I want to obtain the best numerical approximation (up to 10 decimal place would be ok for me) to an integral:
$$ \int^{\infty}_{0} f(r)r^2dr $$
I am using the function $f(r)$, which is related to the function
$$g(r)=-\frac{\sqrt[3]{3} \sqrt[3]{e^{-2 r}}}{\pi ^{2/3}}-\frac{\sqrt[3]{2 \pi }}{5 \sqrt[3]{e^{-2 r}} \left(\frac{3 \sqrt[3]{\pi } \sinh ^{-1}\left(\frac{2 \sqrt[3]{2 \pi }} {\sqrt[3]{e^{-2 r}}}\right)}{5\ 2^{2/3} \sqrt[3]{e^{-2 r}}}+1\right)}$$
as
$$ f(r)=-\frac{1}{4\pi}\nabla^2_{r,\theta,\phi} g(r) $$
Obviously, explicit integration is impossible. The product $f(r)r^2$ is well-behaved and integrable for sure. The function f(r) decays faster than $\frac{1}{r^2}$.
When I try to increase WorkingPrecision, the program says the expression I am integrating itself is not specified so precisely.
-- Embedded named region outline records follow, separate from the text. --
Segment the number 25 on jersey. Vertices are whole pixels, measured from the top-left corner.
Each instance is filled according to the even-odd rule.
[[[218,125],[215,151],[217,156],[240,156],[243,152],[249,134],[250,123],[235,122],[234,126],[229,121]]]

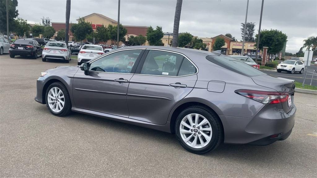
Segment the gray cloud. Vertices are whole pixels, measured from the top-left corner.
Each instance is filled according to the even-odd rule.
[[[39,23],[42,16],[52,22],[65,21],[66,0],[18,0],[19,16],[30,23]],[[122,0],[120,22],[123,24],[162,27],[165,32],[172,32],[176,0]],[[244,22],[246,0],[184,0],[179,32],[194,36],[211,37],[231,33],[241,39],[240,23]],[[256,32],[261,0],[250,0],[248,21],[256,23]],[[70,21],[94,12],[117,18],[118,1],[72,0]],[[317,35],[317,1],[265,0],[262,29],[276,29],[288,37],[287,48],[294,52],[302,40]],[[36,12],[36,13],[35,12]],[[294,50],[292,49],[294,49]],[[290,50],[292,50],[291,51]]]

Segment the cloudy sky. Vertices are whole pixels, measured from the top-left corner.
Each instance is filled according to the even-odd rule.
[[[29,23],[42,16],[65,22],[66,0],[18,0],[19,17]],[[200,37],[231,33],[240,40],[240,23],[245,17],[247,0],[184,0],[179,32]],[[124,25],[161,26],[172,32],[176,0],[121,0],[120,22]],[[250,0],[248,22],[259,28],[261,0]],[[95,12],[117,20],[117,0],[72,0],[70,21]],[[33,12],[36,12],[36,14]],[[317,0],[265,0],[261,29],[277,29],[288,36],[287,51],[295,53],[303,40],[317,35]]]

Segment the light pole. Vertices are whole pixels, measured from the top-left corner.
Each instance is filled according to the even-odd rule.
[[[259,33],[258,34],[258,40],[256,42],[256,62],[257,62],[258,51],[259,50],[259,43],[260,43],[260,35],[261,35],[261,23],[262,22],[262,14],[263,12],[263,4],[264,0],[262,0],[262,6],[261,7],[261,15],[260,16],[260,24],[259,24]],[[266,59],[265,59],[266,60]]]
[[[243,30],[243,40],[242,40],[242,49],[241,52],[241,55],[244,54],[244,39],[245,39],[245,30],[247,29],[247,18],[248,17],[248,8],[249,7],[249,0],[247,3],[247,12],[245,13],[245,21],[244,22],[244,29]]]
[[[119,48],[119,29],[120,28],[120,0],[118,1],[118,24],[117,26],[117,48]]]

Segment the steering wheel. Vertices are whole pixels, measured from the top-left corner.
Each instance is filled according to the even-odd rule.
[[[114,66],[112,69],[113,72],[119,72],[120,70],[123,68],[123,65],[121,64],[117,64]]]
[[[95,71],[96,72],[107,72],[100,67],[95,67],[91,69],[91,70]]]

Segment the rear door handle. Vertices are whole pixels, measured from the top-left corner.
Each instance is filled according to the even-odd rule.
[[[177,82],[175,83],[172,83],[170,84],[170,86],[174,86],[175,88],[186,88],[187,87],[187,86],[186,85],[181,84],[180,83]]]
[[[119,79],[115,79],[114,81],[117,82],[119,82],[119,83],[127,83],[128,81],[128,81],[128,80],[125,80],[122,78],[120,78]]]

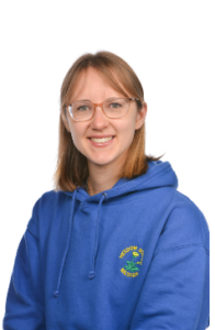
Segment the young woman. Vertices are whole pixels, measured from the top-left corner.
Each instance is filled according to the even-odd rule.
[[[3,329],[206,329],[207,222],[170,163],[145,154],[136,74],[112,53],[86,54],[60,103],[55,190],[20,242]]]

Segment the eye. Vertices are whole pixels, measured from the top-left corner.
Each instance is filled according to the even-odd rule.
[[[88,110],[88,106],[80,106],[77,108],[77,111],[86,111]]]
[[[120,108],[120,107],[122,107],[122,105],[120,105],[117,102],[114,102],[114,103],[112,102],[109,106],[112,107],[112,108]]]

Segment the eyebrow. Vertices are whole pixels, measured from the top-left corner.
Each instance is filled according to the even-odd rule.
[[[123,97],[112,97],[112,98],[105,99],[104,101],[106,101],[106,100],[113,100],[113,99],[121,99],[121,98],[123,98]],[[92,101],[89,100],[89,99],[81,99],[81,100],[76,100],[76,101],[90,101],[90,102],[92,102]]]

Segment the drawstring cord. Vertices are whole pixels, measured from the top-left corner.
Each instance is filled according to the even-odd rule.
[[[79,186],[78,186],[78,188],[79,188]],[[66,245],[66,250],[65,250],[65,253],[64,253],[64,256],[63,256],[60,272],[59,272],[59,276],[58,276],[58,280],[57,280],[57,289],[54,292],[54,297],[55,298],[57,298],[59,296],[59,293],[60,293],[59,288],[60,288],[60,283],[61,283],[61,277],[63,277],[63,272],[64,272],[66,257],[67,257],[68,250],[69,250],[71,230],[72,230],[72,226],[73,226],[73,211],[75,211],[76,194],[78,193],[78,188],[75,190],[73,196],[72,196],[71,216],[70,216],[70,222],[69,222],[69,232],[68,232],[68,237],[67,237],[67,245]],[[92,256],[92,271],[89,272],[89,278],[90,279],[92,279],[95,276],[94,264],[95,264],[95,255],[97,255],[97,250],[98,250],[100,209],[101,209],[101,205],[102,205],[105,197],[106,197],[106,194],[103,193],[102,197],[100,199],[100,202],[99,202],[98,220],[97,220],[97,228],[95,228],[95,239],[94,239],[94,250],[93,250],[93,256]]]
[[[97,254],[97,249],[98,249],[100,208],[101,208],[101,204],[102,204],[102,201],[104,200],[105,197],[106,197],[106,194],[103,193],[102,197],[100,199],[100,202],[99,202],[98,220],[97,220],[97,229],[95,229],[95,239],[94,239],[94,252],[93,252],[93,257],[92,257],[92,271],[89,272],[89,278],[90,279],[92,279],[95,276],[95,273],[94,273],[94,262],[95,262],[95,254]]]
[[[79,188],[79,186],[78,186],[78,188]],[[65,253],[64,253],[64,256],[63,256],[61,267],[60,267],[60,272],[59,272],[59,276],[58,276],[58,280],[57,280],[57,289],[54,292],[54,296],[56,298],[59,296],[59,287],[60,287],[63,272],[64,272],[64,265],[65,265],[65,261],[66,261],[67,253],[68,253],[68,250],[69,250],[71,229],[72,229],[72,224],[73,224],[73,209],[75,209],[76,194],[78,191],[78,188],[75,190],[73,197],[72,197],[71,216],[70,216],[69,232],[68,232],[68,238],[67,238],[67,246],[66,246],[66,250],[65,250]]]

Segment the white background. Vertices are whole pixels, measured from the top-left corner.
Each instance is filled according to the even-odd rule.
[[[189,0],[1,2],[1,318],[33,205],[53,189],[60,86],[84,53],[113,52],[136,72],[148,103],[147,153],[166,153],[161,161],[171,163],[179,191],[214,230],[213,6]],[[211,295],[211,310],[213,300]]]

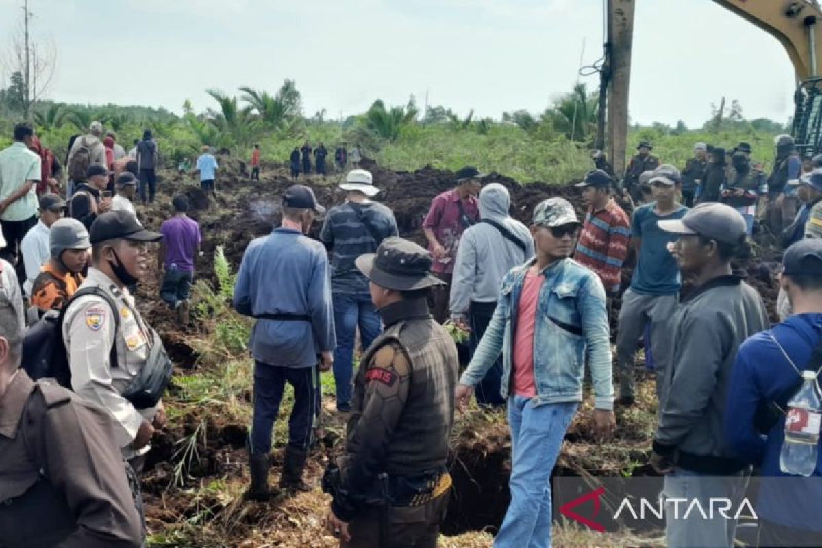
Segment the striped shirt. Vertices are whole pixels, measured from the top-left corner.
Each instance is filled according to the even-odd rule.
[[[383,239],[397,233],[394,214],[382,204],[345,202],[329,210],[320,230],[320,240],[331,250],[331,292],[367,295],[368,279],[354,260],[365,253],[373,253]]]
[[[822,201],[816,202],[810,208],[805,223],[805,237],[822,238]]]
[[[612,198],[605,207],[585,214],[574,259],[593,270],[609,294],[619,292],[620,269],[630,237],[628,215]]]

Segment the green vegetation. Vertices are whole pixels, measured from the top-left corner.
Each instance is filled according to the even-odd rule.
[[[264,161],[285,163],[293,148],[308,140],[312,145],[325,143],[332,154],[342,142],[349,149],[359,144],[367,156],[394,169],[426,165],[459,169],[472,164],[521,182],[565,183],[591,168],[589,152],[595,136],[598,101],[597,94],[589,93],[584,84],[555,98],[540,113],[517,110],[504,113],[499,121],[475,118],[473,111],[463,118],[443,106],[429,106],[421,113],[413,96],[404,106],[376,99],[363,114],[327,120],[325,111],[310,117],[303,114],[300,92],[291,80],[285,80],[274,94],[247,86],[238,91],[234,95],[209,90],[213,108],[196,113],[186,101],[182,116],[164,108],[39,102],[32,122],[58,159],[64,157],[72,135],[99,120],[106,129],[118,133],[126,148],[143,129],[151,129],[169,165],[196,156],[203,145],[250,156],[255,143],[261,145]],[[16,96],[13,83],[8,90],[0,90],[0,147],[11,142],[12,127],[22,116]],[[681,167],[697,141],[729,149],[747,141],[754,148],[755,159],[769,164],[774,136],[786,128],[764,118],[746,121],[738,101],[731,103],[727,115],[726,110],[724,104],[713,108],[703,127],[695,131],[689,131],[682,122],[675,127],[660,123],[635,126],[629,134],[629,153],[640,140],[649,140],[663,163]]]

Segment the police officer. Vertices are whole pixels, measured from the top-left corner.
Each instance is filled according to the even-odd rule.
[[[91,266],[78,291],[95,288],[99,294],[76,297],[66,310],[62,336],[72,387],[109,412],[117,444],[139,475],[155,428],[165,423],[165,410],[162,401],[138,409],[124,394],[162,343],[143,321],[127,286],[145,275],[147,244],[162,235],[145,230],[125,210],[100,214],[89,233]]]
[[[0,546],[139,546],[110,419],[20,368],[17,314],[0,296]]]
[[[630,159],[625,169],[625,189],[631,200],[640,201],[640,175],[644,171],[653,171],[659,167],[659,159],[651,154],[653,146],[647,140],[640,140],[636,147],[637,154]]]
[[[386,238],[358,257],[385,330],[363,355],[345,454],[326,471],[326,527],[341,546],[436,546],[451,478],[456,347],[428,310],[431,255]],[[389,502],[390,501],[390,502]]]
How can I overcome this? Any tips/ hints?
I am asking about general strategy of how to obtain the most precise value of this integral
NIntegrate[f(r)* 4* \[Pi] r^2, {r, 0, y}, WorkingPrecision -> x] , where y and x are some numbers.
P.S I've been using Mathematica for only two days.
You are probably specifying some parameter to your integrand with a decimal point. It would be easier to tell if you specified the command you were trying. Instead of giving something like 1.3, try 1.3`30 to specify precision of 30 digits. That's the backtick, conjugate to ~ on your keyboard.